Da mesma forma que o gerente de projetos precisa conhecer as regras administrativas e financeiras, os critérios de auditorias interna e externa, os requerimentos de segurança dos sistemas de informação e as etapas de um processo de seleção de pessoas, todas as áreas de suporte precisam compreender conceitos e ferramentas como: a identificação de necessidades, portas de decisão, princípios e disciplinas da gestão de projetos, marco lógico, teoria da mudança, dentre outros.
Qual linguagem adotar? Não existe uma metodologia melhor ou mais completa – a escolha deve ser pela mais apropriada para as atividades dos projetos da organização. Por exemplo, uma organização cuja missão é proporcionar moradia digna à população de baixa renda, por meio da construção e reforma de casas, pode adotar uma metodologia mais direcionada a projetos de engenharia, adaptada ao contexto e necessidades de seus beneficiários. Já uma organização que busca reduzir o índice de trabalho infantil no município onde atua pode decidir por uma metodologia com mais instrumentos para identificação e melhoria das condições de ensino e atendimento das crianças, e do desenvolvimento socioeconômico de suas famílias.

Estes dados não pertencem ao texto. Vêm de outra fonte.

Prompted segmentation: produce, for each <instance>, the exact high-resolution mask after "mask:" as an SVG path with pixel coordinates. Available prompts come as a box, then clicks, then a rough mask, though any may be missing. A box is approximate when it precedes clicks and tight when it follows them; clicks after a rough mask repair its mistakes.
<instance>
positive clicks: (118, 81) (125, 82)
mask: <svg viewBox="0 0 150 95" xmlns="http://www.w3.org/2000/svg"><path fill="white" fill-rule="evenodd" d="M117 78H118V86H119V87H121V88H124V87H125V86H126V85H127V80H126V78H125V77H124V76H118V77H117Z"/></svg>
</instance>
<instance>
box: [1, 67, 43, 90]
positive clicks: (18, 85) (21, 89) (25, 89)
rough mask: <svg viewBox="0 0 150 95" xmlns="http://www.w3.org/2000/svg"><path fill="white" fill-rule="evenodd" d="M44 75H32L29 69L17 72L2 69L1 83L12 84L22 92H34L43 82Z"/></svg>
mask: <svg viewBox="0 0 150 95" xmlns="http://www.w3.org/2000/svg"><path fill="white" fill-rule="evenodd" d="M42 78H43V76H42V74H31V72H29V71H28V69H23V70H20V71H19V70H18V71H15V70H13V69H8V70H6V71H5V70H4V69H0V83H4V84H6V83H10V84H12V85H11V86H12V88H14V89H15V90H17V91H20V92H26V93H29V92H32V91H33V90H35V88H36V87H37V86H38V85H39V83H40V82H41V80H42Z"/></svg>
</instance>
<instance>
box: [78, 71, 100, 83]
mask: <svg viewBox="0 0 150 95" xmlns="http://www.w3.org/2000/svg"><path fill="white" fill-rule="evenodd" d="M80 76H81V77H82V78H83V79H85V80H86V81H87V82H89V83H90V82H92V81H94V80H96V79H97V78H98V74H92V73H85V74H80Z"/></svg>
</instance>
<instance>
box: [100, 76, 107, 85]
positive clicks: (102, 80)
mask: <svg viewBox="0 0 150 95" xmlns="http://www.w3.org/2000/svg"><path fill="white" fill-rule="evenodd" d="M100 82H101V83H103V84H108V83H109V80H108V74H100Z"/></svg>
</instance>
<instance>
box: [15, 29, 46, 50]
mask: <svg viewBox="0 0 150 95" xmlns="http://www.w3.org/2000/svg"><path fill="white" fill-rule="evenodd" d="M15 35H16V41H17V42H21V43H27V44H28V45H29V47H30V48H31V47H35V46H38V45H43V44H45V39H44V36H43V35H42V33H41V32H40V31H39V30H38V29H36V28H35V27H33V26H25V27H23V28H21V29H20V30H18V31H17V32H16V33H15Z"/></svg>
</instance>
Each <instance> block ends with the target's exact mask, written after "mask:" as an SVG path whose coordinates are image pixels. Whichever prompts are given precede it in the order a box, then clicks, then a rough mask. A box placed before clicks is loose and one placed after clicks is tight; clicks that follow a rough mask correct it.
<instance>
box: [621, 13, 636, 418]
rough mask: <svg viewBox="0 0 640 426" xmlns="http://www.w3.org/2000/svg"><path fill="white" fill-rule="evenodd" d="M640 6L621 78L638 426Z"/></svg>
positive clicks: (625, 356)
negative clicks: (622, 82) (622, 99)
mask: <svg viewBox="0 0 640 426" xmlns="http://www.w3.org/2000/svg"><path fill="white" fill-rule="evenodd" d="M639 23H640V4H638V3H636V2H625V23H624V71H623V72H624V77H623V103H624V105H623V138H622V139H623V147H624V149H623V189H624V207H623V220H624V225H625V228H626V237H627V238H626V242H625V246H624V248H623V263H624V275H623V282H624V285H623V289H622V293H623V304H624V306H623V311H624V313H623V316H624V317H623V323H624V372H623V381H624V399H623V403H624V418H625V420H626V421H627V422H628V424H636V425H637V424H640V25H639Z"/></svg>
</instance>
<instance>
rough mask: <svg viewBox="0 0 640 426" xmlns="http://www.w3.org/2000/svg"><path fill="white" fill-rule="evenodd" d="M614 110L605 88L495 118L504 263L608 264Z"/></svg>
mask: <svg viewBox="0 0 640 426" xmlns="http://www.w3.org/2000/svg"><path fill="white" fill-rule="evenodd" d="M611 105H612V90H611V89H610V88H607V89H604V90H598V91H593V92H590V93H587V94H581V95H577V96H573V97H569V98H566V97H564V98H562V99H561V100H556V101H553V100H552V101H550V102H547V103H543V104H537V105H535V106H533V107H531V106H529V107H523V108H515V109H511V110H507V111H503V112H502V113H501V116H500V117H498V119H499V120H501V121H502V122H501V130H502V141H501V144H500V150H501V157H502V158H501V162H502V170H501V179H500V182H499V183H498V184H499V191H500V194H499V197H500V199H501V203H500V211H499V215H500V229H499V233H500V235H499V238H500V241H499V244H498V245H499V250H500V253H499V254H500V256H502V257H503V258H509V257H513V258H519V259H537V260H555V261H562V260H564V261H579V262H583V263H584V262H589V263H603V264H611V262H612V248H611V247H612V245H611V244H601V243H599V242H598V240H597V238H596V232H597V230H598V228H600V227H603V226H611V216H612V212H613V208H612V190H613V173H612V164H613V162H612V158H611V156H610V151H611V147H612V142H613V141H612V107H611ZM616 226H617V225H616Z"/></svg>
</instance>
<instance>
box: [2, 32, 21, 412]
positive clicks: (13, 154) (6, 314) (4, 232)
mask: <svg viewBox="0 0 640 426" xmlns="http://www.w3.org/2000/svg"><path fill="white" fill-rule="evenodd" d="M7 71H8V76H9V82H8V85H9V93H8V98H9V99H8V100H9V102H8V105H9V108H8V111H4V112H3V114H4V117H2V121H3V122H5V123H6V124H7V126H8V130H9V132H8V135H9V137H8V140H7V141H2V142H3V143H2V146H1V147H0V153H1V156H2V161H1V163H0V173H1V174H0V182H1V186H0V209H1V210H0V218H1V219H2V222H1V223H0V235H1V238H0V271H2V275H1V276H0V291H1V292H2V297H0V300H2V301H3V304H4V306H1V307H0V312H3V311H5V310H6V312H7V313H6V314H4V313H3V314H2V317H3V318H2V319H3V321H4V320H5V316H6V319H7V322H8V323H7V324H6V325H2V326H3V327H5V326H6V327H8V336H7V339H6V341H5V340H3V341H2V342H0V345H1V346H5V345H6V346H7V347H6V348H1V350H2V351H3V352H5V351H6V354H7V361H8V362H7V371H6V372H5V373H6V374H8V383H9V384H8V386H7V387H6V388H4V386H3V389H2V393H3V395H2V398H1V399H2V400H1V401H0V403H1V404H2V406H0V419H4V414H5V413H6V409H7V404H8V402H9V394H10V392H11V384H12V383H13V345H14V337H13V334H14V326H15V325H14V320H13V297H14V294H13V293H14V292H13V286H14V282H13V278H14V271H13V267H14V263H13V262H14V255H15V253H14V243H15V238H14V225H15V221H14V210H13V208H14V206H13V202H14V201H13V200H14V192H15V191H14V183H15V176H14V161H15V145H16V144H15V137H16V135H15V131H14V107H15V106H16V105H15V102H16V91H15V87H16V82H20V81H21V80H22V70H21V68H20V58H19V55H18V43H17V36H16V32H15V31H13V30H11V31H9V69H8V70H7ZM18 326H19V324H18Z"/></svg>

Uma vez que todos utilizam uma mesma linguagem, o gerenciamento dos projetos e a gestão da organização podem se desenvolver de forma não apenas integrada, mas também participativa. Gerentes de projetos podem contribuir para a definição de processos e políticas administrativas, de recursos humanos e de sistemas operacionais, enquanto as equipes de suporte podem participar de cada etapa dos projetos, auxiliando na elaboração de orçamentos, identificação e gestão de riscos, definição de cronogramas, gestão de pessoas, e em todas as demais tarefas dos gerentes de projetos.
É preciso ter em mente que o desenvolvimento de uma linguagem comum deve ser um esforço coletivo – em todo o setor – permitindo uma comunicação melhor entre organizações sociais, e destas com parceiros governamentais, empresariais, financiadores e beneficiários.
Apesar de já sermos mais de 20 mil profissionais certificados em um dos conjuntos de boas práticas mais difundido e reconhecido internacionalmente, para projetos sociais, o PMD Pro (PM4NGOs e APMG), há ainda um longo caminho a percorrer. Uma vez que, para o setor empresarial, se combinadas as principais metodologias e guias de boas práticas corporativas, para gestão de projetos, como o Prince2 (Axelos), PMBOK (PMI) e ICB4 (IPMA), o número de profissionais certificados ultrapassa de um milhão e novecentos mil.
O desenvolvimento da cultura de gestão de projetos é parte fundamental da profissionalização das organizações da sociedade civil, aumentando sua capacidade de captar recursos e melhor geri-los. E o mais importante, aumenta sua capacidade de gerar um impacto positivo maior para a sociedade.